“The founder of the Taleban movement in Afghanistan, Mullah Mohammad Omar, says his forces are close to controlling the whole country, bringing his plan for enforcing Sharia law throughout Afghanistan closer to reality.” BBC News
“Pakistan has signed a peace deal with a Taleban group that will lead to the enforcement of the Islamic Sharia law in the restive Swat valley.” BBC News
Can you guess the dates tied to these two BBC article quotations? The first quote is from August 13, 1998, nearly a year after the ultra-conservative Sunni Pashtun group known as the Taliban began instating their fiercely oppressive Deobandi (with a hint of Saudi Wahhabism for flavor) brand of Sharia law. The second quote is from this week!

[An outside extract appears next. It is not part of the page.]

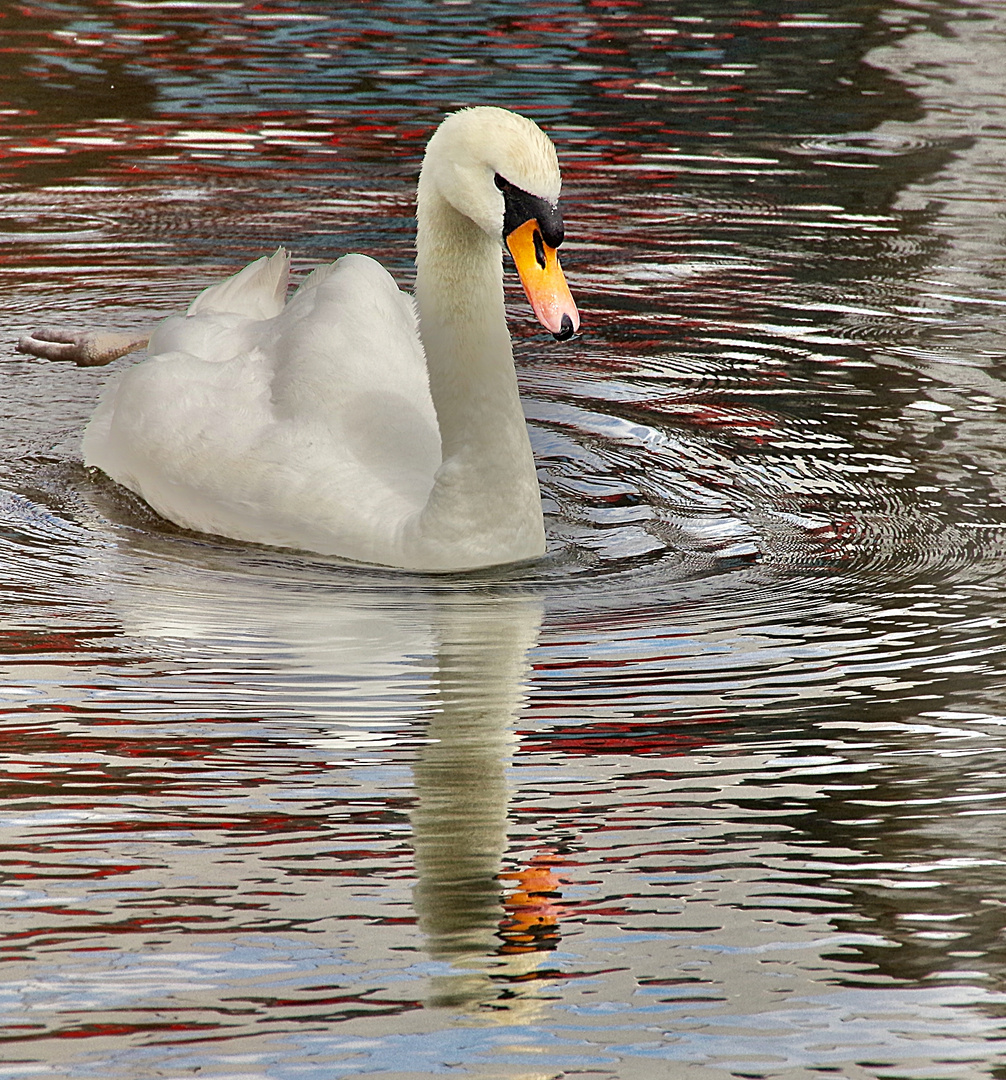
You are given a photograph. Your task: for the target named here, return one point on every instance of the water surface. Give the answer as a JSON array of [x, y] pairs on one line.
[[715, 788]]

On February 16th, 2009 The Pakistani government caved to Taliban demands for implementation of an entirely separate legal system for the Swat Valley, one bound to the tenets of Sharia law.
Major General Tarik Khan, commander of Pakistan’s Frontier Corps, recently swore that, “If they (the insurgents) do not lay down their arms, we will kill them. There is no other way to bring this to a close.” It seems this fiery sentiment has dried up.
Of course nothing ever happens in a bubble, and there is a long-running conflict in the Swat Valley that helps explain some of this tension over secular Pakistani law and its Sharia counterpart. It’s time for a little history lesson. The area known as Malakand, which comprises Chitral, Swat and Dir, is a province of Pakistan in the northwestern part of the country. Originally a series of principalities, these small states were willingly annexed by Pakistan in 1969. Supposedly the locals of the region have wished for freedom from the complicated and corrupt British-born legal system of Pakistan since then. Before 1969 the people of Swat ruled themselves with a version of Sharia law descended from ancient tribal beliefs. This recent reinstitution of Sharia law, the will of the people according to Ameer Hussain Hoti, Chief Minister of the North Western Frontier Province, came on the heels of a long and bitter battle between Pakistani troops and local militias using the name Taliban (they do have members of that dethroned government in their midst). The return to Sharia law in Malakland was the final sticking point in a cease fire deal.